According to Cockburn, level 3 developers are able to revise a method, breaking its rules to fit an unprecedented new situation. Level 2 developers, on the other hand, prefer to tailor a method to fit a precedented new situation.
Moving down the scale, level 1A developers can, with training, perform discretionary method steps such as sizing stories to fit increments, composing patterns, compound refactoring, or complex COTS integration. Next on the scale are the level 1B developers. With training, these developers are able to perform procedural method steps such as coding a simple method, simple refactoring, following coding standards and CM procedures, or running tests.
According to Boehm and Turner, agile software development require continuous presence of a critical mass of scarce Cockburn Level 2 or 3 experts. In agile projects, it is risky to use non-agile Level 1B people.
Plan-based methods, on the other hand, need a critical mass of scarce Cockburn Level 2 and 3 experts during project definition, but can work with fewer later in the project.

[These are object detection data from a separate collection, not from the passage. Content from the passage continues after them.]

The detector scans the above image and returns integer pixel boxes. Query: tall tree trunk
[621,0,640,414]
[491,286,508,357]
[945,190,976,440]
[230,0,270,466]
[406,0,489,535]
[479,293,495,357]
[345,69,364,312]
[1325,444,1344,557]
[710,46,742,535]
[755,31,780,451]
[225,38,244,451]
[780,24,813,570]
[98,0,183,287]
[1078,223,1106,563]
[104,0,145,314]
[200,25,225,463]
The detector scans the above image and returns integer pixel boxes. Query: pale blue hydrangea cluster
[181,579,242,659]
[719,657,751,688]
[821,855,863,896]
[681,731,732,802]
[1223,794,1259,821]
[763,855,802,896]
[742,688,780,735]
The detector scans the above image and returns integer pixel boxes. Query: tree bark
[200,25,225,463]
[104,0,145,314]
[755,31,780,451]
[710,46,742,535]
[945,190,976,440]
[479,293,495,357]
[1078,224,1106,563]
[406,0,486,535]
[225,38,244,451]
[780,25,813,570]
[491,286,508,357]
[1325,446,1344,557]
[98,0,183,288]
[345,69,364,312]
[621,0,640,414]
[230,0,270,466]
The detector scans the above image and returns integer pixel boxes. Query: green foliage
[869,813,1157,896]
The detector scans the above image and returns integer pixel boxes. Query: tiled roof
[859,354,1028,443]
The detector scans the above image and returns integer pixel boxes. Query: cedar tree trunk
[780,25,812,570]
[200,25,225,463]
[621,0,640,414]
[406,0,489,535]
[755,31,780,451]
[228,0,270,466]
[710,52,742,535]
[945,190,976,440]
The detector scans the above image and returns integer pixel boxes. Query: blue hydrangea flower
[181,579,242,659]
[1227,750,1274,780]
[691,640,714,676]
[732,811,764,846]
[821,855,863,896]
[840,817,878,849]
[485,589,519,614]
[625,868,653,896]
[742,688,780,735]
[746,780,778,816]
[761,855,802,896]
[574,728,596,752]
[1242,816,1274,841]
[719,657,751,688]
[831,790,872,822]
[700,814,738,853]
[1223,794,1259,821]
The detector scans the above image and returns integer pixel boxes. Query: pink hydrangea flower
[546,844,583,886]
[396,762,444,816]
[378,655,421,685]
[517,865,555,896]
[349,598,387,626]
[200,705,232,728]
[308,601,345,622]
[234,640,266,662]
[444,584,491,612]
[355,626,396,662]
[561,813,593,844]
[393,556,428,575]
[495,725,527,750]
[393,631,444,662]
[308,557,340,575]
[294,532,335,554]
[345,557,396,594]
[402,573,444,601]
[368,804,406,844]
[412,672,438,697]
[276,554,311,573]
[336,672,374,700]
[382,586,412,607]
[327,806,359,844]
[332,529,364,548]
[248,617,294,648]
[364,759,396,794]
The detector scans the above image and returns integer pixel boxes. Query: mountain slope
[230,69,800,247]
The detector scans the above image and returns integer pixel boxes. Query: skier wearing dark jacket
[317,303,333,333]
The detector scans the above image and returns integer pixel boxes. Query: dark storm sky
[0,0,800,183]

Personnel is scored according the following table (from Boehm and Turner). In this table, agile methods are best suited to left-hand side projects while plan-based methods are best suited to right-hand side projects:
A | % alpha-level programmers (level 2 and 3) | 45 | 50 | 55 | 60 | 65 |
B | % beta-level programmers (level 1a) | 40 | 30 | 20 | 10 | 0 |
O | % gamma-level programmers (level 1b) | 15 | 20 | 25 | 30 | 35 |
SUM: | 1*alpha + 1.2* beta + 1.6* gamma | 118 | 119 | 120 | 121 |
Personnel effects the cost of tasks.
After Port08, we say that
the base of a task is a random variable from 0 to 100. Personnel skill changes this code.
Personnel have different productivity scale given by the COCOMO [Chulani99] dimensions.
vl l n h vh
acap, , 1.42, 1.19, 1.00, 0.85, 0.71 ,
pcap, , 1.34, 1.15, 1.00, 0.88, 0.76,
Assuming that vh,h,n,l,vl represents alpha, alpha, beta, gamma,gamma developers respectively, we can compute the
cost implications of using different kinds of personnel.
This leads to values describing how using beta and gamma programmers slows down task completion: omega = 1.6; beta = 1.22; alpha = 1.
These values are used to adjust the budget available to an iteration as follows:
budget'' = budget'/(1.6*O + 1.22*B + A).where budget' was calculate above and (O,B,A) comes from one column of the above table. That is, less can be completed in each iteration if a team comprises higher numbers of gamma and beta-programmers.
Note that the net effect of all the above is minimal. As shown in the "SUM:" row of the above table, the above calculations lead to adjustment factors ranging from 118 to 121. Hence, for the current study, we do not adjust the personnel.
Agile methods are well matched to small products and teams. Their reliance on tacit knowledge limits scalability. Plan-driven projects, on the other hand, use methods evolved to handle large products and teams that are hard to tailor down to small projects.
Size is measured in terms of number of personnel and has the range 3 (best for agile), 10,30,100, 300 (best for plan-based). The size of a POM2 project is picked at random from this range and the number of tasks is then set to size * 25/10.
Once size is known, we build teams as follows.
Originally, we planned to apply
[Pehharkar07] results who report that the size of software development teams has
(min,mean,sd)=(1,8,20). However this leads to a large number of single-person teams.
We modified that result, slightly.
In consultation with some of our NASA colleagues. POM2 selects team size randomly from the following distribition, until
the total team size exceeds size.
1 ***
3 *********
6 *****************
9 ****************************
12 **********************
15 ******************
18 **************
21 **********
24 ******
27 ***
30 **
33 *
36 *
39 *
42 *
We using the following algorithm:
Size=300*rand()
t=0
while Size > 0
t++
team[t] = max(1, N(8,20))
Size = Size - team[t]
Each team of size team[t] gets allocated team[t]/Size * Tasks of the tasks.